Al leerlo he recordado un chiste de Gila. Un pasajero de un avión comenta: “No sé por qué tenemos que abrocharnos el cinturón; si el avión se cae no nos va a servir de nada”. A lo que otro pasajero le replica: “No, si es para que no se desparramen los cadáveres y facilitar el trabajo a los equipos de socorro”.
Porque aquí la cuestión no es volar con garantías. Aquí la cuestión es en que avión volamos y quién lo está pilotando. Y no me refiero sólo a la aeronave eclesial; también a la aeronave social.
[2] Porque ese es el problema. Es un problema institucional. Es la Iglesia la que tiene un problema con el mundo, la que debe elegir entre ser fermento de fraternidad o camisa de fuerza. Resto o residuo, tal como se planteaba en la Carta pastoral de los Obispos de Pamplona y Tudela, Bilbao, San Sebastián y Vitoria, Renovar nuestras comunidades cristianas (Cuaresma-Pascua, 2005).
Personalmente yo no tengo grandes problemas a la hora de asumir el particular estatuto del cristiano: “estar en el mundo sin ser del mundo”. No tengo grandes problemas aunque los tenga: me explico. Tengo problemas de coherencia, claro que sí, muchísimos; y tengo problemas muchas veces a la hora de armonizar el paso de mi pata católica y de mi pata sociocultural, a un ritmo laico. Pero no tengo ningún problema por tener ese problema. Lo asumo como algo natural. No pretendo resolverlo mediante la amputación de ninguna de mis dos patas, ni cambiando el ritmo laico de mi marcha por un ritmo legionario, ni de Cristo ni del Tercio de Extranjeros.
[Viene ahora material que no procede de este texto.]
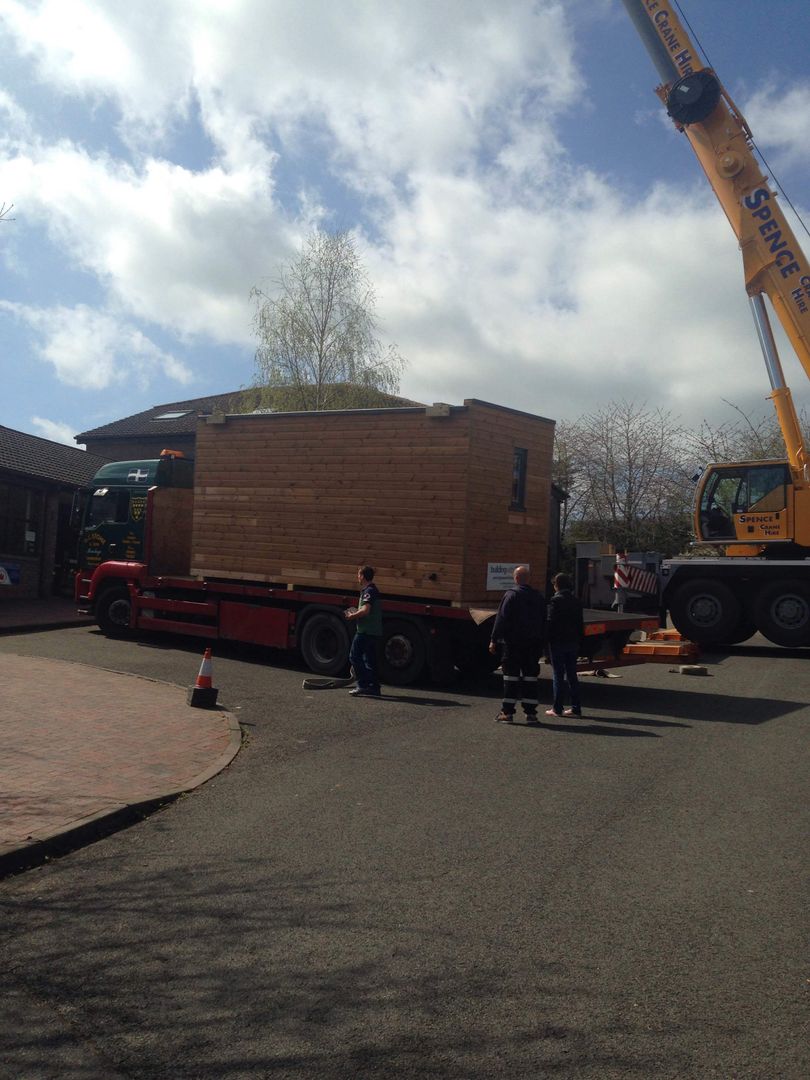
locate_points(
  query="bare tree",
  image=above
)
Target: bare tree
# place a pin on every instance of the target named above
(318, 331)
(626, 474)
(741, 440)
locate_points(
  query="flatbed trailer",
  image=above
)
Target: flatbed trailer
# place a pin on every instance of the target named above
(419, 637)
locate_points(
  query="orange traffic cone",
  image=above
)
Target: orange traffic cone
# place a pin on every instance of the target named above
(202, 693)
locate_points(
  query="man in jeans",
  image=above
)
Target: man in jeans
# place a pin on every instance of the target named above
(520, 626)
(565, 630)
(367, 618)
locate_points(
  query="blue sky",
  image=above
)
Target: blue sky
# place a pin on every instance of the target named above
(538, 233)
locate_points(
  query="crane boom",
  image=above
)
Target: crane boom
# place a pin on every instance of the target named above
(773, 262)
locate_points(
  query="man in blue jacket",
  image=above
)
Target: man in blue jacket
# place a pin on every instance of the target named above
(520, 628)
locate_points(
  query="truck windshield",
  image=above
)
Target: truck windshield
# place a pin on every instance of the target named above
(108, 504)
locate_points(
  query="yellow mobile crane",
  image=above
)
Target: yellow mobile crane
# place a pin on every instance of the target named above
(758, 512)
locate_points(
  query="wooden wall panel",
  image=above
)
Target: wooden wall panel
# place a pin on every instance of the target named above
(494, 531)
(305, 498)
(171, 538)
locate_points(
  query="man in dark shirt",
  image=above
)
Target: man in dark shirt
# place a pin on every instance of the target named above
(565, 630)
(520, 626)
(368, 621)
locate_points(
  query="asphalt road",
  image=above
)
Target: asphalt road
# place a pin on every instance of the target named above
(403, 888)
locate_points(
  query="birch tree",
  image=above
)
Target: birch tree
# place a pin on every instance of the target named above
(316, 329)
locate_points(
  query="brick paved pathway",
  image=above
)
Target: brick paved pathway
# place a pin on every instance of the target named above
(78, 744)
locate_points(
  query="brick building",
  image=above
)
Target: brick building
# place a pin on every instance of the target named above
(38, 480)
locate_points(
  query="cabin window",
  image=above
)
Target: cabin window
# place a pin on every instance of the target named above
(520, 462)
(108, 504)
(21, 512)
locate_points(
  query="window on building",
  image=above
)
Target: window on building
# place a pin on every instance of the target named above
(520, 462)
(21, 514)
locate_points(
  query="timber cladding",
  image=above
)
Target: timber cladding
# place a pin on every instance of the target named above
(302, 499)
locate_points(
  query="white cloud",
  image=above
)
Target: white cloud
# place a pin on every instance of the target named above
(54, 430)
(780, 119)
(502, 270)
(93, 350)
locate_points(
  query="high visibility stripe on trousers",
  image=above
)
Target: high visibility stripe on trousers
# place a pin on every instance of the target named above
(510, 689)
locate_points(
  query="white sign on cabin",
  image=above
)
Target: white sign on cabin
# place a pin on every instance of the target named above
(499, 576)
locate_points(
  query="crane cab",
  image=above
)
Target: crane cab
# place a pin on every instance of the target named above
(748, 502)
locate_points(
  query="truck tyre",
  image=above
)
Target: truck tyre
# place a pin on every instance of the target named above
(324, 644)
(705, 611)
(403, 653)
(113, 609)
(782, 611)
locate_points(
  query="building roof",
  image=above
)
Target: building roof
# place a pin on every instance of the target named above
(174, 418)
(32, 456)
(179, 418)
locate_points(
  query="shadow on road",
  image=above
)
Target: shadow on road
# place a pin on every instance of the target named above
(241, 970)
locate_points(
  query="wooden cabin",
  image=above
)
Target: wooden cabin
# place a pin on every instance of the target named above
(435, 499)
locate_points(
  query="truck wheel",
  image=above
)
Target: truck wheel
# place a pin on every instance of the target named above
(705, 611)
(113, 609)
(782, 611)
(324, 644)
(403, 652)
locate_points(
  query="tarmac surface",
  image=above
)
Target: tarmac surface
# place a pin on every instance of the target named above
(86, 750)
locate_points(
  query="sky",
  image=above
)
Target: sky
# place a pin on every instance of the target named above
(538, 233)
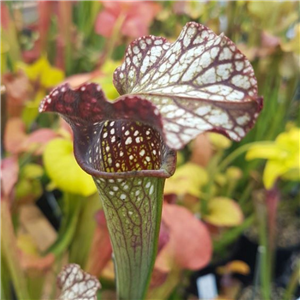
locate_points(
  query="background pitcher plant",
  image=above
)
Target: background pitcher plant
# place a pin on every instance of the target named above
(170, 93)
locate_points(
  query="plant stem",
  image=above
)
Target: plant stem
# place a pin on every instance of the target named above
(294, 279)
(261, 214)
(9, 250)
(133, 214)
(236, 153)
(72, 207)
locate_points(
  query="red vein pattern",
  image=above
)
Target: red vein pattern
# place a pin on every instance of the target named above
(201, 82)
(132, 204)
(76, 284)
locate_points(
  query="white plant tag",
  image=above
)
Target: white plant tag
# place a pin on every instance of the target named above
(207, 287)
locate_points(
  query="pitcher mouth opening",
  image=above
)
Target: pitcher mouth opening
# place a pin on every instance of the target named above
(123, 148)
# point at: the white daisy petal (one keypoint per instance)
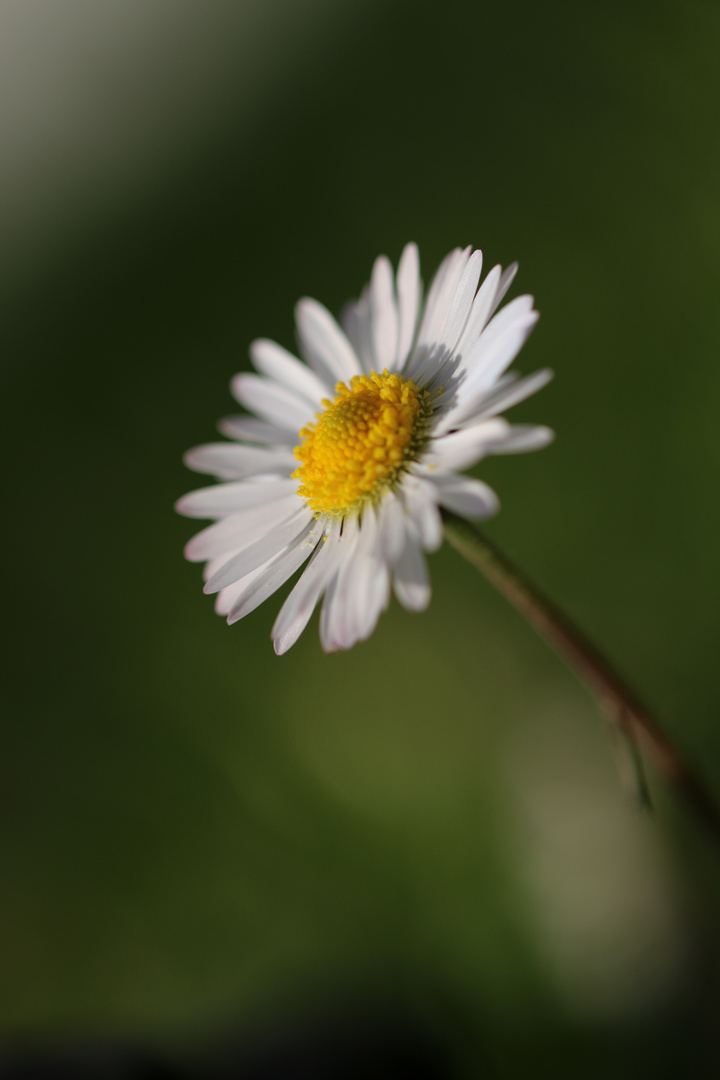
(505, 281)
(281, 365)
(225, 499)
(524, 437)
(269, 578)
(420, 502)
(479, 312)
(336, 620)
(410, 578)
(324, 345)
(383, 314)
(439, 297)
(272, 402)
(297, 609)
(375, 461)
(372, 588)
(226, 599)
(463, 448)
(466, 496)
(356, 324)
(510, 393)
(248, 429)
(409, 291)
(489, 360)
(240, 530)
(360, 592)
(392, 528)
(230, 461)
(462, 301)
(291, 531)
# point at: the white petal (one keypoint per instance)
(248, 429)
(522, 437)
(462, 301)
(466, 496)
(255, 554)
(372, 584)
(282, 366)
(409, 291)
(510, 313)
(230, 461)
(483, 306)
(463, 448)
(504, 396)
(356, 324)
(226, 599)
(324, 345)
(240, 530)
(360, 592)
(269, 578)
(491, 356)
(505, 281)
(391, 515)
(272, 402)
(420, 502)
(383, 314)
(439, 297)
(410, 578)
(297, 609)
(223, 499)
(336, 617)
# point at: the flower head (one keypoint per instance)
(348, 457)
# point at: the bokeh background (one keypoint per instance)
(420, 851)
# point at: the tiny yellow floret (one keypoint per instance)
(362, 442)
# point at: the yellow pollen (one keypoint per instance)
(362, 442)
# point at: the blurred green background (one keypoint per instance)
(198, 836)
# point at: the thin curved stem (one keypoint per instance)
(630, 716)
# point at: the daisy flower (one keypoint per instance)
(347, 458)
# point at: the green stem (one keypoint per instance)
(632, 717)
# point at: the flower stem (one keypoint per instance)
(632, 718)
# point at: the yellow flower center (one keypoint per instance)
(362, 442)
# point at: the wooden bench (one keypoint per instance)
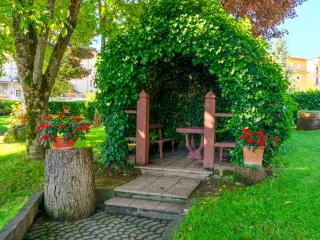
(160, 141)
(222, 145)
Leyendo el último libro del filósofo Gianni Vattimo me he identificado mucho con la manera en se califica a sí mismo de “catocomunista”, constante a la que según él ha sido fiel a lo largo de toda su vida. Y escribe:
Confieso que hoy tiendo a sustituir, cada vez más, el “cato”, el componente católico, por un “cristiano” más general. Ante lo que la Iglesia católica se ha ido convirtiendo tras los últimos pontificados, el calificativo en el que siento tener que reconocerme es el más genérico, y amplio, de cristiano. Si no me decido a definirme como luterano, es sólo porque sigo intentando pensar que, en realidad, las dos fuentes de la revelación son la Biblia y la Tradición y, por tanto, no “sólo la Escritura” de Lutero. La Biblia me ha sido transmitida por la Iglesia, de lo contrario nunca la habría conocido. Pero la Iglesia que me transmite la Biblia ya no es tanto la de la jerarquía católica; sino más bien la comunidad de los cristianos que, como ponen de manifiesto tantos indicios, diverge cada vez más, en la manera misma de vivir y concebir la práctica cristiana, de los palacios vaticanos.
Vattimo no tiene los problemas que se plantean en el libro de Javier y José Ignacio sencillamente porque no se ha subido al mismo avión, no se ha abrochado el cinturón; y si alguna vez lo hizo, se lo ha desabrochado y se ha tirado en paracaídas. Así cualquiera.
[3] Porque, ¿cuál es el problema que plantea este libro? Es la presencia de la Iglesia en una sociedad radicalmente plural –no tengo tan claro que sea, como se señala en varios momentos en el libro, realmente “pluralista”-, secular, laica. Javier Vitoria lo formula así:
La Iglesia necesita considerarse a sí misma como “sociedad civil”, como parte de un todo plural al que debe aportar lo mejor de sí misma, desde una actitud de diálogo que lo haga razonable (p. 87).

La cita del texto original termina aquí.